$x = 1 + 2y^2$, $1 \leq y \leq 2$
I sketched out a graph plotted some points to get a rough picture of the graph. So first things first, I think I need to find the x bounds, so I plug in y=1 and y=2 to find x.
$x = 1 + 2(1)^2 = \textbf{3}$ and
$x = 1 + 2(2)^2 = \textbf{5}$
Here is where I get confused setting up the integral.
I know that the surface area formula is $$S = \int 2\pi r ds$$ where $2\pi r$ represents the circumference of the revolution around the x-axis and $ds$ is the "thickness" of the same circle.
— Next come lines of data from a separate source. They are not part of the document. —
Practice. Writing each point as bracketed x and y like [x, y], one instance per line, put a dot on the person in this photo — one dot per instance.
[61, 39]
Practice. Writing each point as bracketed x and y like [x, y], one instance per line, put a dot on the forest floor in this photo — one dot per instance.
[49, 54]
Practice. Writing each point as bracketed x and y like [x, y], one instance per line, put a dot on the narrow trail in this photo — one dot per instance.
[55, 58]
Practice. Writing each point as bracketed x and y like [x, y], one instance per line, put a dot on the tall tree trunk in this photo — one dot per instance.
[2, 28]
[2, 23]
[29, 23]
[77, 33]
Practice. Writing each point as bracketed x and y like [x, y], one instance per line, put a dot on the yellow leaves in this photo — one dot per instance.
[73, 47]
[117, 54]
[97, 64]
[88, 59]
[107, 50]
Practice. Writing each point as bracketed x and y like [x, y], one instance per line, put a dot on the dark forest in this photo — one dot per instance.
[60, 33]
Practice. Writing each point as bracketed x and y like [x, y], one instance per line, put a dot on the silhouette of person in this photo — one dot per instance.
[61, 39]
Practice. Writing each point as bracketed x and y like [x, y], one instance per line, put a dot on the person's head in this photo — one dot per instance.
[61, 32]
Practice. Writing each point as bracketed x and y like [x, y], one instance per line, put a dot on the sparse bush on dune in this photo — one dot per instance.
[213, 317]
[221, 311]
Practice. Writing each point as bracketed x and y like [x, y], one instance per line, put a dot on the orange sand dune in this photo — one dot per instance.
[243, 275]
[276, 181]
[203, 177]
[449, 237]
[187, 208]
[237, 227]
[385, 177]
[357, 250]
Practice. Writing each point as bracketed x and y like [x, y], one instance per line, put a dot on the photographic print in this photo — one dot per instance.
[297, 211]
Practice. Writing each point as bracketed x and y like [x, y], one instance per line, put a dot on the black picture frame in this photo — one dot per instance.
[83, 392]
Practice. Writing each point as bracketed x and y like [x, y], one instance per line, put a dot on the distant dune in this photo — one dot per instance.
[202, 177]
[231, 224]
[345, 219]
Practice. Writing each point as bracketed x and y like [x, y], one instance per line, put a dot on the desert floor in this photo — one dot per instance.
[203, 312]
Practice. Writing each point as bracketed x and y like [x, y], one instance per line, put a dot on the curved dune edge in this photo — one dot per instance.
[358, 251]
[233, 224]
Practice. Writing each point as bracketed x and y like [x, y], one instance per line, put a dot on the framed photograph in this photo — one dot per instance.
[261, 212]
So I reason the formula to be setup like this
$$S = 2\pi \int_{3}^{5} x \frac{dx}{dy} =2\pi \int_{3}^{5} (1 + 2y^2)\sqrt{1 + (4y)^2}dy$$.
Is this correct? If so, this looks kind of difficult to integrate. Would integration by parts be my best choice here?
As the limits of 3 and 5 are for the value of x, it should not be used in your integral for dy. In fact the integral should be
$$S = 2\pi\int yds $$
$$ = \int_{3}^{5} 2\pi \sqrt{\frac{x - 1}{2}} \sqrt{1 + (\frac{dy}{dx})^2} dx$$
$$ = \int_{3}^{5} \frac{\pi}{2} \sqrt{8x - 7} dx$$
$$ = \frac{\pi}{24} (33^{\frac{3}{2}} - 17^{\frac{3}{2}}) = 4.978\pi$$